Tag: Andy Evansen

Improving My Social Life?

I never paint people in any form. Draw them, yes. Now it is time to add them to paintings so that I can pretend to have a social life!

Watercolor is the first area to which I am adding them. The reason is that watercolor in many ways is very forgiving. As well, there are a lot of photos with people in them in Andy Evansen’s class, so I figured I better stop being intimidated.

And you know what? After watching a lot of videos, and hearing that the general shape of people in a crowd is that of an elongated carrot (supposedly said by Frank Clarke), I had a laugh, and then it began to be fun, not a horror story I had to live.

Before beginning though, I felt it was important to get an idea of where things belong. Yes, I do know the general proportions of the human body – 7.5 to 8 heads tall, depending on your source. But where do elbows go? What level is the wrist? And so on. A bit of research and then the fun began.

Different ways to portray people, too. Blobs of color with some suggestions added, such as darker color to separate figures. Negative painting to show off highlights, back lighting, or light-colored fabric.

And so, people are showing up in my watercolor life. It was a lot easier than I expected it to be. Proportional formulae help and just playing around, letting go, and practicing.

About time!

Birch Trees

Birch Trees – from a photo in Module 2 of Andy Evansen’s Class

If you have been following me for a bit, you know that I have enrolled in a lot of painting classes. This is a study from my watercolor class, online with Andy Evansen. His work covers a lot of subjects, but I like his ones of the natural world the best. So, lazy me, I stick with his photos of the wilds, but will, at some point, take the dive and do something with buildings and people, and maybe even cars.

I used frisket to create the hard edges of the birch trees and the snowy areas of the logs in the foreground. The other white areas, the snow, is plain paper, no frisket. After the frisket dried, I did the sky, sunlit mountain, and dark background. Then, a bit of the foreground. Finally, the frisket was removed.

When the frisket was gone, I worked left to right, creating the shadows of the birch trees. Upon those shapes I added heavier paint to create the blacks characteristic of birch trunks. Various other details got worked in. White gouache came in handy to clean up some of the birch tree trunks as well as to create the fine branches of the trees toward the top of the painting.
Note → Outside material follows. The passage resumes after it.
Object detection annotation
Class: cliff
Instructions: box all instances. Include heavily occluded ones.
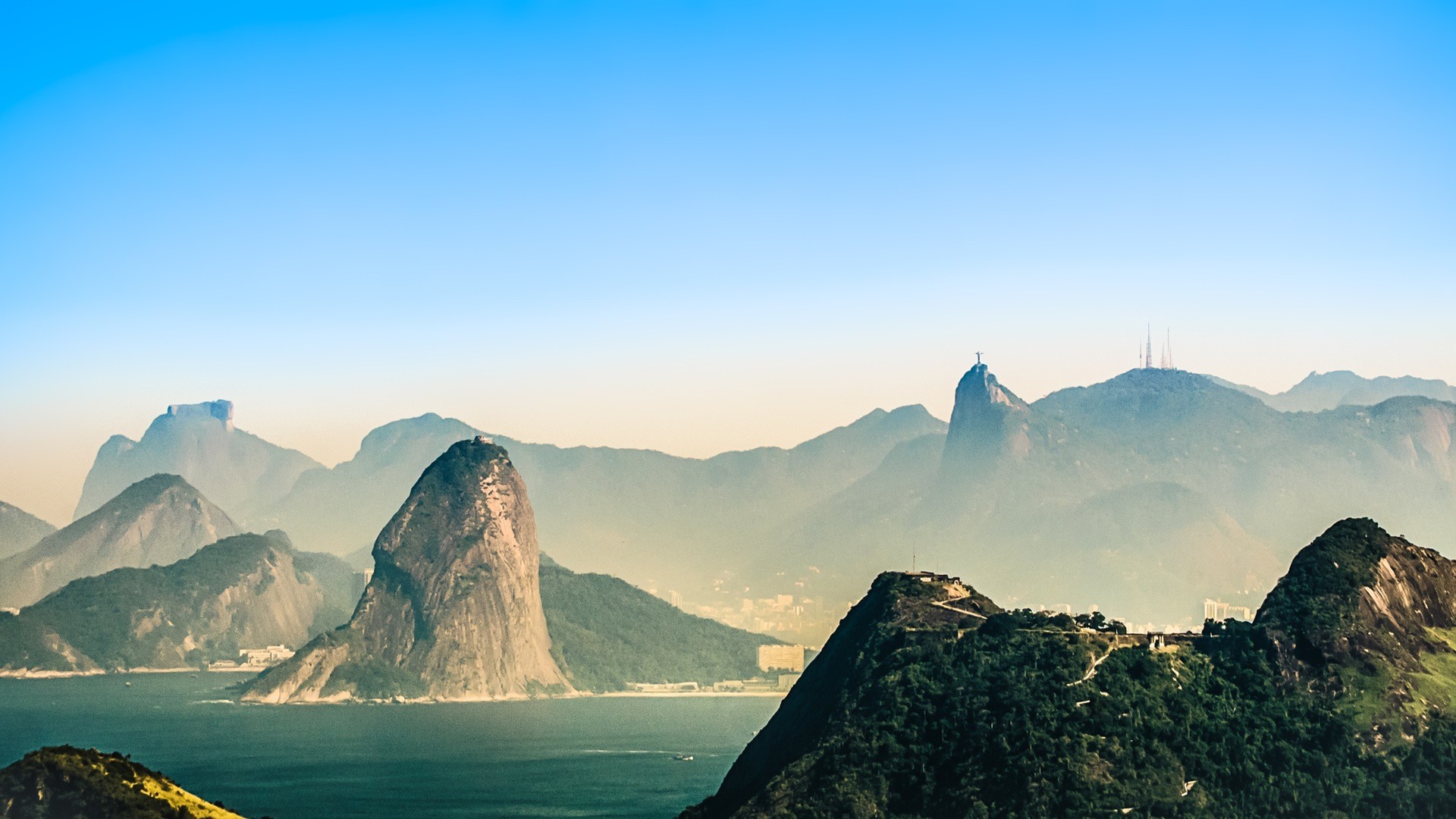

The only thing I have some issues with is the very large birch tree on the right, the one which stretches top to bottom. It is not quite right, but that is something for correcting later on. Despite that, I am pleased with what I am learning, and creating, with all these classes. Painting and drawing and artwork is in the forefront of my mind these days, and it is beginning to show in more “successful” paintings from my viewpoint.

9×12 CP 140# Arches paper; primarily watercolor with a touch or two of gouache. (Maybe 3 or 4 or more….)

Out in the Midwest

Module 2 – Study 2 – Andy Evansen’s “Watercolor for All Seasons” Class

This is my second foray into the series of photos Andy Evansen has posted for studies in the second module of his watercolor class. Here the focus is on value studies.

One of the things I am attempting to do, from both my classes with Evansen and with Ian Roberts, is to work on value. Evansen is a watercolorist and Roberts is an oil painter. Evansen demonstrates the use of a value study on his YouTube channel by creating the middle value(s) as large shapes. Roberts emphasizes shapes rather than things as well. Unlike Roberts, though, Evansen begins his value study with simply the middle value, leaving lights as white. After he has painted the middle values in his painting, he returns to the value study to put in darks and perhaps details.

I managed to do the middle value study, and then painted in what I considered to be the middle values, working left to right as I am right handed. But, before that, I laid in the sky with paper turned upside down as I wanted to have a darker value at the horizon.

I am not sure if the paper is improperly sized, but the paint and paper did not interact well. This is a 300# CP Kilimanjaro paper, natural white, and the first time I have used it. I also wet both sides of the paper, which is a habit I have for watercoloring with 140# paper. I need to see what happens in the future with other paintings.

I don’t really think this painting has a focal point, but that is not the purpose of this study. This module is to paint left to right, working in midvalues and sky first and leaving areas of white or light colors intact. From there, darks.

Evansen has provided a number of photos as references for the basis of a painting, and for values, I think I will work on that and try to apply what I am learning from Roberts and Evansen to create some things worth the time I spend. The reference photos range from landscaapes to cityscapes – animals and people. I will begin with the landscapes and then try the harder subjects for me. Here, there are cow shapes – blobby things. I have also done geese – more blobby things. All thesse blobs have characteristic shapes for the critters.

So! I am dipping my toe into new territories . . . let’s see where it takes me!